16. On the contrary, the learned advocate for the respondent placed reliance upon the case of Tarun Bhargava v. State of Haryana AIR 2003 Punj. & Har. 98, wherein, the learned single Judge of the said court has described that a hire purchase agreement is the one under which the owner hires the goods to the hirer giving the hirer an option to purchase the goods. On the other hand, when a person borrows money and pays it to vendor, transaction between the customer and the lender will be a loan transaction in a hire purchase agreement, the hirer to under no obligation to buy. Where the customer is himself the owner and with a view to finance his purchase he enters into an agreement, it will be a loan transaction. A hire purchase agreement may in substance be a loan transaction and the label of such an agreement is not conclusive. It is open to the court to determine whether a particular agreement is a loan transaction or a hire purchase agreement. In that case also it was not decisively decided in favour of the hirer, but, it is stated that it depends upon the facts of each case.

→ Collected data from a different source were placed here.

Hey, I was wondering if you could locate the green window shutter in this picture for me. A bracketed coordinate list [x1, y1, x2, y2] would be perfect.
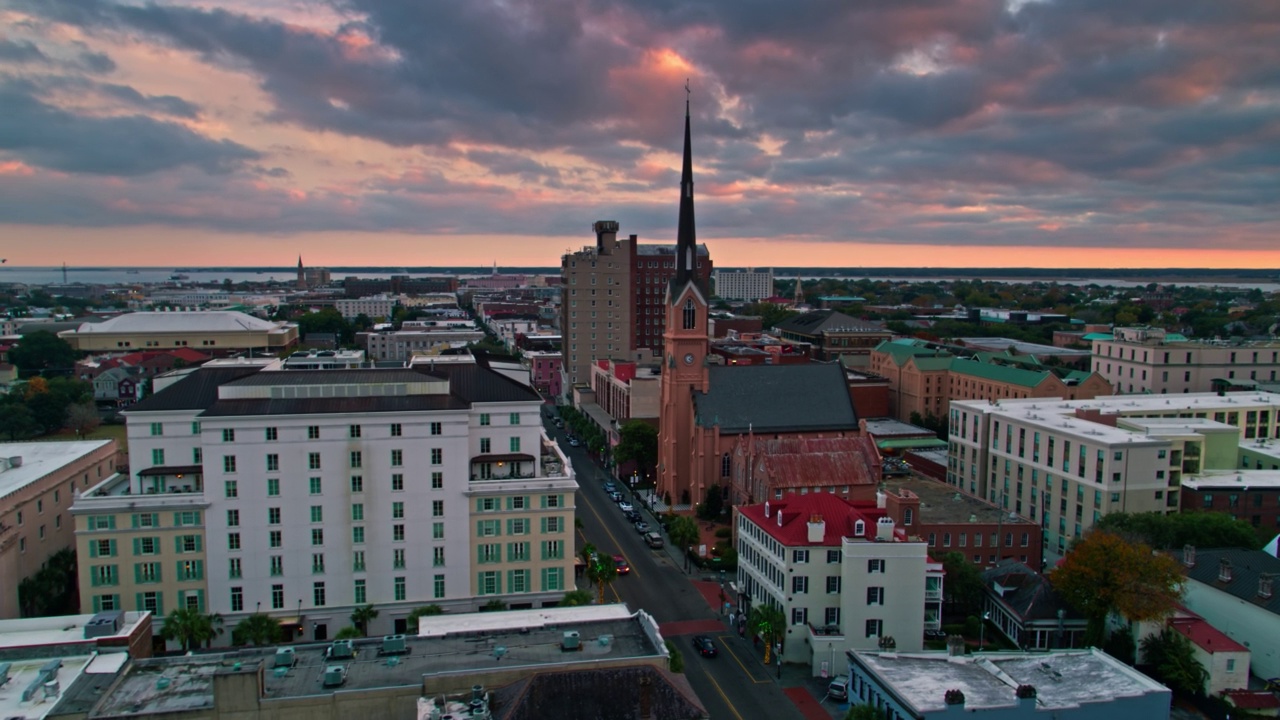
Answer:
[193, 511, 202, 525]
[90, 569, 99, 588]
[108, 516, 116, 529]
[540, 517, 547, 533]
[175, 536, 183, 554]
[195, 560, 204, 580]
[194, 535, 202, 552]
[109, 540, 117, 557]
[133, 538, 141, 555]
[112, 594, 121, 610]
[156, 594, 164, 616]
[131, 514, 138, 528]
[92, 596, 102, 613]
[89, 542, 98, 558]
[173, 512, 182, 526]
[135, 593, 143, 612]
[177, 590, 186, 608]
[540, 568, 547, 590]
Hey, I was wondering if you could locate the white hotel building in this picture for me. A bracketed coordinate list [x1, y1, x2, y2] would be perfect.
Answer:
[947, 392, 1280, 555]
[713, 268, 774, 302]
[735, 493, 942, 675]
[77, 357, 576, 642]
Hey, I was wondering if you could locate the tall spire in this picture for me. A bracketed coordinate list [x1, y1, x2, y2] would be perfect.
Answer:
[674, 80, 698, 290]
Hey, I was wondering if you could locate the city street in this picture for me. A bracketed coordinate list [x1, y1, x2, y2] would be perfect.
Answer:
[547, 415, 834, 720]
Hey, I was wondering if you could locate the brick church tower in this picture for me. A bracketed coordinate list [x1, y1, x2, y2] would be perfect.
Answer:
[656, 92, 711, 509]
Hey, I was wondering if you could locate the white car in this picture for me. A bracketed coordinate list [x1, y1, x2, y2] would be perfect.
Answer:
[618, 501, 634, 512]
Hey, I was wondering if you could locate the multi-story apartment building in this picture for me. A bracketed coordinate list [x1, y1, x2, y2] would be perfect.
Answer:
[589, 359, 660, 424]
[334, 295, 396, 320]
[74, 357, 577, 643]
[735, 494, 942, 674]
[871, 339, 1112, 422]
[713, 268, 773, 301]
[0, 440, 120, 618]
[774, 311, 892, 367]
[559, 221, 711, 398]
[1093, 327, 1280, 394]
[364, 326, 484, 361]
[947, 392, 1280, 555]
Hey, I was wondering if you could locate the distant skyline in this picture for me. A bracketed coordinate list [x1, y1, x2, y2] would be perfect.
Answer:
[1, 1, 1278, 269]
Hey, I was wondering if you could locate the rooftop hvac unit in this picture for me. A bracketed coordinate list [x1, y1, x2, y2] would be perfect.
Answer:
[329, 639, 354, 660]
[382, 634, 407, 655]
[0, 661, 10, 686]
[561, 631, 580, 651]
[322, 666, 346, 688]
[274, 647, 296, 668]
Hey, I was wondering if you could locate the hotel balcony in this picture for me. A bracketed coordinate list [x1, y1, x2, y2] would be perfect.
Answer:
[469, 432, 574, 484]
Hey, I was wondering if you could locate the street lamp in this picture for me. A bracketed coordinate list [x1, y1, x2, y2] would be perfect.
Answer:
[776, 644, 783, 679]
[979, 611, 990, 652]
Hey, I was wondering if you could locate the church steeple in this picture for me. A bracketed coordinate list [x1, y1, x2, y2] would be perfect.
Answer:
[672, 83, 702, 299]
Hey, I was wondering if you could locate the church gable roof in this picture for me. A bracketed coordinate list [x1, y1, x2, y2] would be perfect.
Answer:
[694, 363, 858, 433]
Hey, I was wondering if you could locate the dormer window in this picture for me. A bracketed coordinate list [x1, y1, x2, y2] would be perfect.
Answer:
[854, 520, 866, 537]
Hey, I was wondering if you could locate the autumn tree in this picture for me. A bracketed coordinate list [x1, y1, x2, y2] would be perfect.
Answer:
[1051, 531, 1185, 645]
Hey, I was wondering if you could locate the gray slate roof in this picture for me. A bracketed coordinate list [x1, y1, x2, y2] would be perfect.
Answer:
[774, 310, 886, 336]
[693, 363, 857, 433]
[201, 395, 465, 417]
[982, 559, 1084, 623]
[1176, 547, 1280, 616]
[126, 366, 264, 412]
[223, 369, 427, 386]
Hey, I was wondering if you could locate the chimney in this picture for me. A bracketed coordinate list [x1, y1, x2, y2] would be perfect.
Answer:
[1260, 573, 1275, 600]
[876, 490, 887, 509]
[1015, 685, 1037, 709]
[946, 635, 965, 657]
[876, 517, 895, 542]
[944, 689, 966, 713]
[777, 510, 784, 527]
[1183, 544, 1196, 568]
[639, 675, 652, 720]
[807, 514, 825, 544]
[1218, 558, 1233, 583]
[764, 501, 771, 518]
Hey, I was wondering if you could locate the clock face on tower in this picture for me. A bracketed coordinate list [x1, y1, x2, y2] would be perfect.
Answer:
[683, 353, 695, 365]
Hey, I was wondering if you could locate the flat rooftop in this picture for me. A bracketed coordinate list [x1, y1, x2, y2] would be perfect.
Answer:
[862, 418, 933, 437]
[0, 612, 150, 654]
[0, 656, 94, 720]
[955, 338, 1091, 356]
[953, 392, 1280, 446]
[95, 606, 661, 714]
[854, 649, 1166, 713]
[1181, 469, 1280, 490]
[1242, 438, 1280, 462]
[0, 440, 113, 499]
[881, 476, 1036, 527]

17. In our case, if we consider the documents between the parties and also the other attending circumstances, one could easily come to the conclusion that the agreement between the applicant and the respondent is only a 'hire purchase agreement' and not a loan transaction.

18. The next question that has been raised by the respondent is that the respondent/company has been declared as a Sick Industry and the proceedings are pending before BIFR and therefore, the applicant cannot repossess the property and to bring the same for sale. This question has been answered by the Division Bench of this court in the case of Ananta Udyog (P.) Ltd. v. Cholamandalam Investment & Finance Co. Ltd. [1995] 83 Comp. Cas. 498. Section 22(1) of the Sick Industrial Companies (Special Provisions) Act, 1985, was considered and the pendency of the application by the sick industry before BIFR was also considered and it was ultimately held that the machineries covered by the hire purchase agreement do not belong to the industrial company and the property set out thereunder shall remain the absolute property of the company until the payments mentioned therein were made completely. As the applicant is the owner of the machinery and the respondent is only a hirer, the ownership of the goods always lie with the applicant and as the respondent is the hirer, it cannot be treated as the property of the respondent and therefore, the proceedings before BIFR would not come in the way of the applicant in repossessing the property and bring the same for sale. The stay contemplated under Section 22(1) of the Sick Industrial Companies (Special Provisions) Act, 1985 is only in respect of the properties owned by the sick industries and that alone has got to be stayed and not the proceedings against any of the properties of the industrial company, viz., the applicant herein and mere pendency of the proceedings before BIFR is not a valid ground to stay the proceedings to repossess the property of the company (owner) and bring the same for sale and therefore, the applicant is entitled to seize and repossess the properties.

19. This court by order dated 22-1-2003 in OA. 316/2003 has appointed Mr. R. Santhanam, Advocate as Advocate Commissioner to take possession of the machinery and to file a report and as he could not complete the work in time, extension of time is sought for in A.No. 1286/2003 and the same is hereby allowed.

20. The Advocate Commissioner is directed to carry out the directions in the warrant already issued to him and file a report within four weeks from today. Call after four weeks.

21. OA.No. 69/2003 : There shall be an order of injunction, restraining the respondent, its men, agents, servants and any person claiming through it from alienating, encumbering or otherwise dealing with the machinery, morefully described in the Schedule-A to the Judge's Summons. Petition is ordered accordingly.